Pressure, or decubitus, ulcers are another of the most common types of chronic wounds. The treatment of pressure ulcers places a major burden on healthcare systems worldwide, with an emerging additional cost of litigation increasing in importance over recent years. Healthcare practitioners need to be aware of both the direct and indirect costs and consider how the implementation of prevention protocols may offer cost savings in the longer term. The cost of a dressing for example as a prevention tool is minimal in comparison to the costs of treating an established pressure ulcer.

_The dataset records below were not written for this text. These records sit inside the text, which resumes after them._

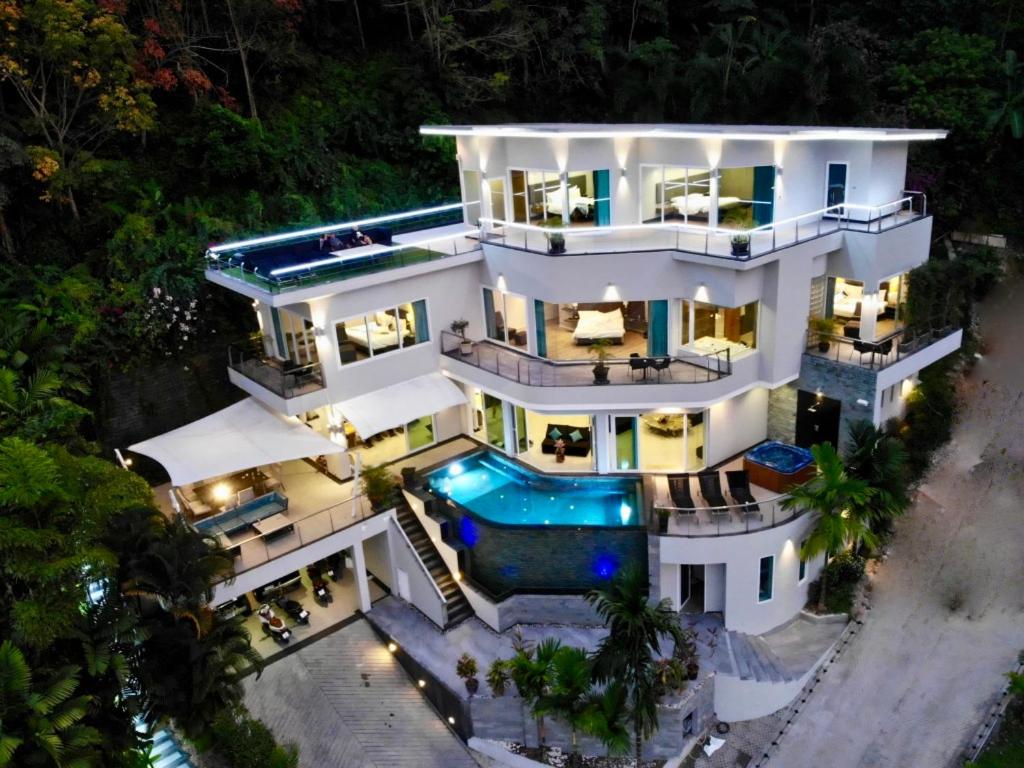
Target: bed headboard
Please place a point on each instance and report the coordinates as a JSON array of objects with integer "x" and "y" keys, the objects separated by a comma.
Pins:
[{"x": 601, "y": 306}]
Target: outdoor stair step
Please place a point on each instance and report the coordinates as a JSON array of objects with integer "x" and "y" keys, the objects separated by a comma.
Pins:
[{"x": 459, "y": 608}]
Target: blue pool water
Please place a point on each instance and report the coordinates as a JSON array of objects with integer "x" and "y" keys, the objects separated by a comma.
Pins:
[
  {"x": 503, "y": 492},
  {"x": 780, "y": 457}
]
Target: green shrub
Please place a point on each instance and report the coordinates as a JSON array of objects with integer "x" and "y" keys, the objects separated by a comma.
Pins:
[
  {"x": 245, "y": 742},
  {"x": 845, "y": 568}
]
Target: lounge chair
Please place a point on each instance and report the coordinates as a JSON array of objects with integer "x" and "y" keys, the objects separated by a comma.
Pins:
[
  {"x": 637, "y": 364},
  {"x": 679, "y": 489},
  {"x": 659, "y": 365},
  {"x": 739, "y": 488},
  {"x": 711, "y": 489}
]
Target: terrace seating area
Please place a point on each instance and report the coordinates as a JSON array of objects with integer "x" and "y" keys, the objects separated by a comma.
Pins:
[
  {"x": 539, "y": 372},
  {"x": 698, "y": 504}
]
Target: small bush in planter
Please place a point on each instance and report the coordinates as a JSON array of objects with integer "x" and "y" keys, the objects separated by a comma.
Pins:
[
  {"x": 466, "y": 668},
  {"x": 379, "y": 485},
  {"x": 823, "y": 327},
  {"x": 740, "y": 244},
  {"x": 498, "y": 677}
]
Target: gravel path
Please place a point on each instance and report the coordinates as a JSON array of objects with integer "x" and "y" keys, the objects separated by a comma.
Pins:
[{"x": 913, "y": 687}]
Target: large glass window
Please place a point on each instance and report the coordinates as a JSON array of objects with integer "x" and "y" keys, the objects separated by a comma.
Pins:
[
  {"x": 589, "y": 198},
  {"x": 659, "y": 441},
  {"x": 708, "y": 328},
  {"x": 364, "y": 336},
  {"x": 494, "y": 420},
  {"x": 537, "y": 197},
  {"x": 626, "y": 441},
  {"x": 675, "y": 194},
  {"x": 766, "y": 576},
  {"x": 505, "y": 317},
  {"x": 745, "y": 197}
]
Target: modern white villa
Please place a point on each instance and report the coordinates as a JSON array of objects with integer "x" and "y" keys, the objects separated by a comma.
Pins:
[{"x": 461, "y": 341}]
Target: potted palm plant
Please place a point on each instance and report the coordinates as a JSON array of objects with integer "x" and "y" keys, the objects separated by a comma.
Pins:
[
  {"x": 740, "y": 244},
  {"x": 600, "y": 348},
  {"x": 459, "y": 327},
  {"x": 823, "y": 327},
  {"x": 465, "y": 668}
]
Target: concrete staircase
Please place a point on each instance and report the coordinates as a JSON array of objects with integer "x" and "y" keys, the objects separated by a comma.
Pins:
[
  {"x": 459, "y": 608},
  {"x": 754, "y": 659},
  {"x": 166, "y": 753}
]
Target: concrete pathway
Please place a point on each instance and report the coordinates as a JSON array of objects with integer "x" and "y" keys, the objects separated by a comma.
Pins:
[
  {"x": 347, "y": 704},
  {"x": 947, "y": 617}
]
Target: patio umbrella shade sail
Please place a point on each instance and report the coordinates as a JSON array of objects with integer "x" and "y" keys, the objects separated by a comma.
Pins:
[
  {"x": 241, "y": 436},
  {"x": 400, "y": 403}
]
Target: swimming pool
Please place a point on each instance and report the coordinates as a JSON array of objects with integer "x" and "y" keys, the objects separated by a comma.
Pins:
[{"x": 503, "y": 492}]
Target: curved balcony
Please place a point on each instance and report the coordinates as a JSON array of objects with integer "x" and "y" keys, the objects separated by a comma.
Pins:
[
  {"x": 732, "y": 519},
  {"x": 531, "y": 371}
]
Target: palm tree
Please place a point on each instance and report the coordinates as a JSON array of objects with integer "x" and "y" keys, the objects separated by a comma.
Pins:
[
  {"x": 42, "y": 725},
  {"x": 532, "y": 671},
  {"x": 568, "y": 696},
  {"x": 630, "y": 651},
  {"x": 881, "y": 461},
  {"x": 177, "y": 569},
  {"x": 832, "y": 496},
  {"x": 605, "y": 717}
]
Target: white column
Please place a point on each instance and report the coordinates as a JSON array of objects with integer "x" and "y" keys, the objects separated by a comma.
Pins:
[
  {"x": 868, "y": 315},
  {"x": 604, "y": 437},
  {"x": 361, "y": 583}
]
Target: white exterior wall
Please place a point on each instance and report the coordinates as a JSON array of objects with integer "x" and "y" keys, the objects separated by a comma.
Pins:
[
  {"x": 741, "y": 555},
  {"x": 736, "y": 424}
]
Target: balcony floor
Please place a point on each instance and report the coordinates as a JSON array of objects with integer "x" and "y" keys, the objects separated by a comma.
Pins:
[
  {"x": 524, "y": 369},
  {"x": 701, "y": 523}
]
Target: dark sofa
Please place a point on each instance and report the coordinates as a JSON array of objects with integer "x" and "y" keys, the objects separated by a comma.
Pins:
[{"x": 572, "y": 448}]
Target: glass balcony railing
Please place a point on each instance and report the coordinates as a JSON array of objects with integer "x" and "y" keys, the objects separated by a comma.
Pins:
[
  {"x": 284, "y": 378},
  {"x": 739, "y": 245},
  {"x": 335, "y": 252},
  {"x": 539, "y": 372},
  {"x": 879, "y": 353}
]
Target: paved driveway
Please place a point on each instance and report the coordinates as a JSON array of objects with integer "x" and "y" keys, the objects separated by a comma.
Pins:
[
  {"x": 347, "y": 704},
  {"x": 914, "y": 685}
]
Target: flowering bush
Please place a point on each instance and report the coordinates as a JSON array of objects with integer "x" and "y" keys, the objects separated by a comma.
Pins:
[{"x": 165, "y": 323}]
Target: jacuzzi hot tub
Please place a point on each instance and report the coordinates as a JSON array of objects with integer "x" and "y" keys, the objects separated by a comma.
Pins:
[{"x": 778, "y": 466}]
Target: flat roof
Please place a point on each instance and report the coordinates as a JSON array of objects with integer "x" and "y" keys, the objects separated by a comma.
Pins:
[{"x": 682, "y": 130}]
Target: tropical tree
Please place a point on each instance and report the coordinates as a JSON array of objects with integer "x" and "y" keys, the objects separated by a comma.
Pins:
[
  {"x": 631, "y": 649},
  {"x": 531, "y": 670},
  {"x": 176, "y": 570},
  {"x": 830, "y": 497},
  {"x": 41, "y": 725},
  {"x": 606, "y": 716},
  {"x": 881, "y": 461},
  {"x": 568, "y": 696}
]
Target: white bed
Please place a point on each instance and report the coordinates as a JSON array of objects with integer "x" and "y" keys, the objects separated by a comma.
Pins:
[
  {"x": 846, "y": 299},
  {"x": 594, "y": 325},
  {"x": 377, "y": 331},
  {"x": 695, "y": 203}
]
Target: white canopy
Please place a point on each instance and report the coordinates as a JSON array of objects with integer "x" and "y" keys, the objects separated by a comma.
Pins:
[
  {"x": 400, "y": 403},
  {"x": 244, "y": 435}
]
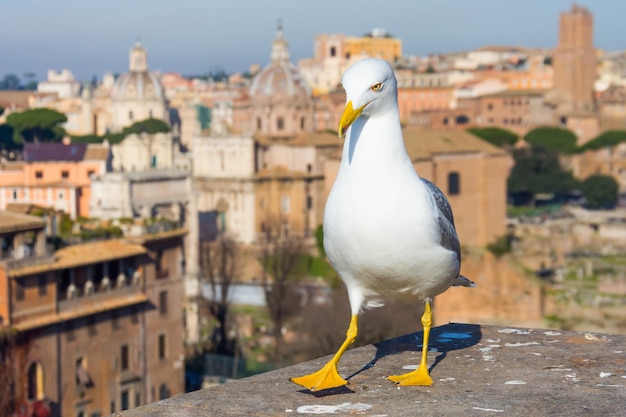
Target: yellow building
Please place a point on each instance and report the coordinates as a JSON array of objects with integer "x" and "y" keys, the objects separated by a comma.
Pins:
[{"x": 378, "y": 44}]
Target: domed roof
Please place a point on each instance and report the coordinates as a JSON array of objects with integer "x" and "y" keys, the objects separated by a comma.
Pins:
[
  {"x": 280, "y": 79},
  {"x": 138, "y": 83}
]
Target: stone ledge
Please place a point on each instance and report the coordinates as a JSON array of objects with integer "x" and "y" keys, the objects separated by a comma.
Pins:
[{"x": 477, "y": 370}]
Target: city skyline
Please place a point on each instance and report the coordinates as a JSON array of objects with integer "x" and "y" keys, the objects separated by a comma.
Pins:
[{"x": 198, "y": 37}]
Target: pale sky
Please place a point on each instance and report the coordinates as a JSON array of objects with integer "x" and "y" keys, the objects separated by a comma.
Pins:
[{"x": 197, "y": 36}]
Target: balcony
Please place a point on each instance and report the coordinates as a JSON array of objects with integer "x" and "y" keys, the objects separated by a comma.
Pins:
[
  {"x": 477, "y": 370},
  {"x": 101, "y": 300}
]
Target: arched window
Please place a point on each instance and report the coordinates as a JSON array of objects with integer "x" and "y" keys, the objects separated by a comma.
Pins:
[
  {"x": 35, "y": 382},
  {"x": 164, "y": 392},
  {"x": 454, "y": 183},
  {"x": 462, "y": 119}
]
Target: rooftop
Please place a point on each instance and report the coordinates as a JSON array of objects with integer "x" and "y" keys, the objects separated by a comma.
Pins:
[
  {"x": 17, "y": 222},
  {"x": 477, "y": 370},
  {"x": 84, "y": 254}
]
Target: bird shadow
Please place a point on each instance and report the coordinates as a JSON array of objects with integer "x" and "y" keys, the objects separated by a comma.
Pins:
[{"x": 443, "y": 339}]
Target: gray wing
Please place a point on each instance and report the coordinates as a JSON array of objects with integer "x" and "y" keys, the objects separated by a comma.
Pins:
[{"x": 449, "y": 238}]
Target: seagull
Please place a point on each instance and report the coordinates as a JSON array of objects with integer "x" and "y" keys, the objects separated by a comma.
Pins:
[{"x": 387, "y": 232}]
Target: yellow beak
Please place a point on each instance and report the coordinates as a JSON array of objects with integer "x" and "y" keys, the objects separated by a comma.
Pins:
[{"x": 348, "y": 117}]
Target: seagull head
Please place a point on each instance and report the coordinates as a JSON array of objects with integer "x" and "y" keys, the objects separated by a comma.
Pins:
[{"x": 371, "y": 87}]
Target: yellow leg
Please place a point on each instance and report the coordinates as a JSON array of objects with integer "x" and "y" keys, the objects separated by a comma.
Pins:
[
  {"x": 328, "y": 377},
  {"x": 419, "y": 376}
]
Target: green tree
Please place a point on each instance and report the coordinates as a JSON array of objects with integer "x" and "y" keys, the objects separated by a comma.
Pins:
[
  {"x": 607, "y": 139},
  {"x": 554, "y": 138},
  {"x": 7, "y": 144},
  {"x": 600, "y": 191},
  {"x": 495, "y": 135},
  {"x": 10, "y": 82},
  {"x": 37, "y": 125},
  {"x": 150, "y": 126},
  {"x": 537, "y": 170}
]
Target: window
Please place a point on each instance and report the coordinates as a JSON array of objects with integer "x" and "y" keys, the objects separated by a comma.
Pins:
[
  {"x": 163, "y": 302},
  {"x": 161, "y": 346},
  {"x": 82, "y": 376},
  {"x": 124, "y": 356},
  {"x": 285, "y": 204},
  {"x": 115, "y": 322},
  {"x": 134, "y": 315},
  {"x": 19, "y": 290},
  {"x": 35, "y": 382},
  {"x": 91, "y": 325},
  {"x": 125, "y": 400},
  {"x": 69, "y": 331},
  {"x": 454, "y": 183}
]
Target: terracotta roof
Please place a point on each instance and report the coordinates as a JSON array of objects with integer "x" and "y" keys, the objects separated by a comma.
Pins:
[
  {"x": 517, "y": 93},
  {"x": 27, "y": 208},
  {"x": 45, "y": 152},
  {"x": 86, "y": 309},
  {"x": 12, "y": 166},
  {"x": 303, "y": 139},
  {"x": 425, "y": 144},
  {"x": 84, "y": 254},
  {"x": 96, "y": 152},
  {"x": 15, "y": 222},
  {"x": 18, "y": 98},
  {"x": 428, "y": 143},
  {"x": 153, "y": 237},
  {"x": 282, "y": 172}
]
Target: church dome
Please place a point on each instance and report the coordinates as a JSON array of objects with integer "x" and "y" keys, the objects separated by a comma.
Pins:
[
  {"x": 280, "y": 80},
  {"x": 139, "y": 83}
]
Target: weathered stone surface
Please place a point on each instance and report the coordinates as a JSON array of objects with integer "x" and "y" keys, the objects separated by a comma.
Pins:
[{"x": 477, "y": 370}]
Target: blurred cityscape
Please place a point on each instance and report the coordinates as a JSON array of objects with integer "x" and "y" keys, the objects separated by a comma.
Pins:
[{"x": 162, "y": 233}]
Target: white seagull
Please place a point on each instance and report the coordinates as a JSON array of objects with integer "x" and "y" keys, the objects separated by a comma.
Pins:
[{"x": 387, "y": 232}]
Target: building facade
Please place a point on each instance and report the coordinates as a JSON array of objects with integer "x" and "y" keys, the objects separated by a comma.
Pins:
[
  {"x": 575, "y": 61},
  {"x": 54, "y": 175},
  {"x": 99, "y": 322}
]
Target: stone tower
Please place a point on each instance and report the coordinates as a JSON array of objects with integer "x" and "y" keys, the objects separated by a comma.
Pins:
[{"x": 575, "y": 61}]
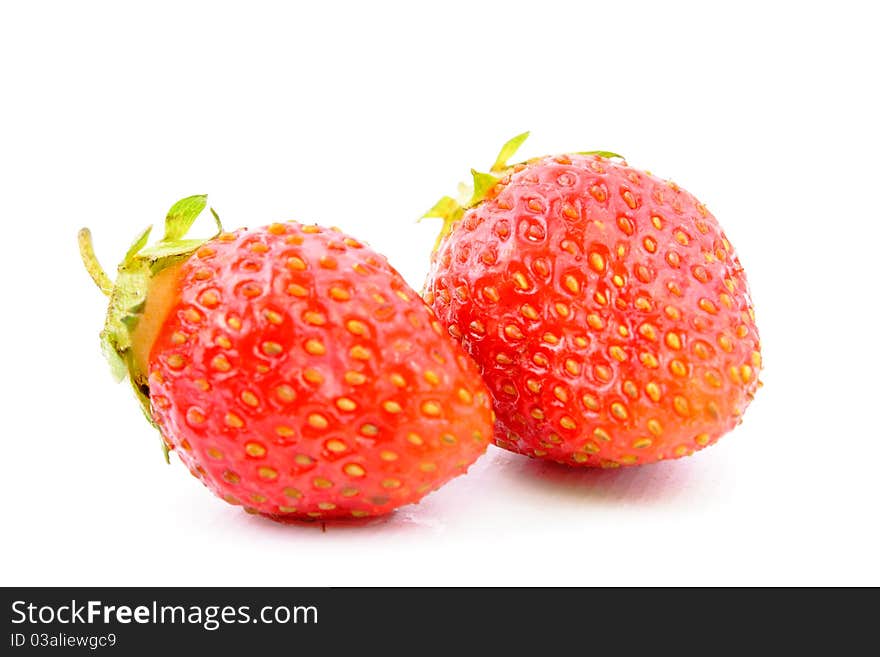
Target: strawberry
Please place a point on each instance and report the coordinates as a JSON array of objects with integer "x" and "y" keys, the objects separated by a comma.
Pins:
[
  {"x": 291, "y": 368},
  {"x": 606, "y": 308}
]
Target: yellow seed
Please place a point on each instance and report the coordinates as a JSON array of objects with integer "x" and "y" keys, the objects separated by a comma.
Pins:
[
  {"x": 295, "y": 263},
  {"x": 356, "y": 327},
  {"x": 233, "y": 420},
  {"x": 209, "y": 299},
  {"x": 336, "y": 446},
  {"x": 265, "y": 472},
  {"x": 345, "y": 404},
  {"x": 254, "y": 449},
  {"x": 648, "y": 331},
  {"x": 272, "y": 348},
  {"x": 297, "y": 290},
  {"x": 355, "y": 378},
  {"x": 339, "y": 294},
  {"x": 192, "y": 315},
  {"x": 590, "y": 402},
  {"x": 250, "y": 398},
  {"x": 708, "y": 306},
  {"x": 221, "y": 363},
  {"x": 317, "y": 421},
  {"x": 618, "y": 410},
  {"x": 315, "y": 347},
  {"x": 528, "y": 311},
  {"x": 680, "y": 405},
  {"x": 285, "y": 393},
  {"x": 521, "y": 281}
]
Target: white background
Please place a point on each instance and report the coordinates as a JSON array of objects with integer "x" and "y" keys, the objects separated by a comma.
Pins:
[{"x": 361, "y": 115}]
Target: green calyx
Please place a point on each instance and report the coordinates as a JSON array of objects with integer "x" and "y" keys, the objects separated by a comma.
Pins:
[
  {"x": 451, "y": 210},
  {"x": 128, "y": 294}
]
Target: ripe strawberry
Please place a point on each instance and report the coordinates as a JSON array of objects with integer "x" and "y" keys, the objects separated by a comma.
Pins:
[
  {"x": 292, "y": 369},
  {"x": 606, "y": 308}
]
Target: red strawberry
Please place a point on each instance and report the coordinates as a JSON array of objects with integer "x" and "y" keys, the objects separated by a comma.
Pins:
[
  {"x": 606, "y": 308},
  {"x": 292, "y": 369}
]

Following are a few hard numbers on the true financial cost of pressure ulceration:

  • The estimated cost to the US hospital sector is $11 billion per annum
  • The estimated cost to the UK national health service is estimated at £1.4-£2.1 billion annually (4% of total NHS expenditure)
  • Lawsuits remain common in both acute and long term care — with high payments in certain cases
  • The average cost to treat an individual with an unstageable ulcer or a deep tissue injury is estimated to be $43,180
  • The average length of stay in hospital is almost three times longer for chronic wounds
  • The mean hospital cost for management of pressure ulcers in the U.S. is $14,426. In comparison, the same cost in Korea is identified as $3,000-$7,000.

The cost of treating chronic wounds is one element driving the development and utilization of advanced wound care technologies. Other drivers are the aging of the population, and the obesity epidemic, which is expected to produce a wave of diabetics in the years to come.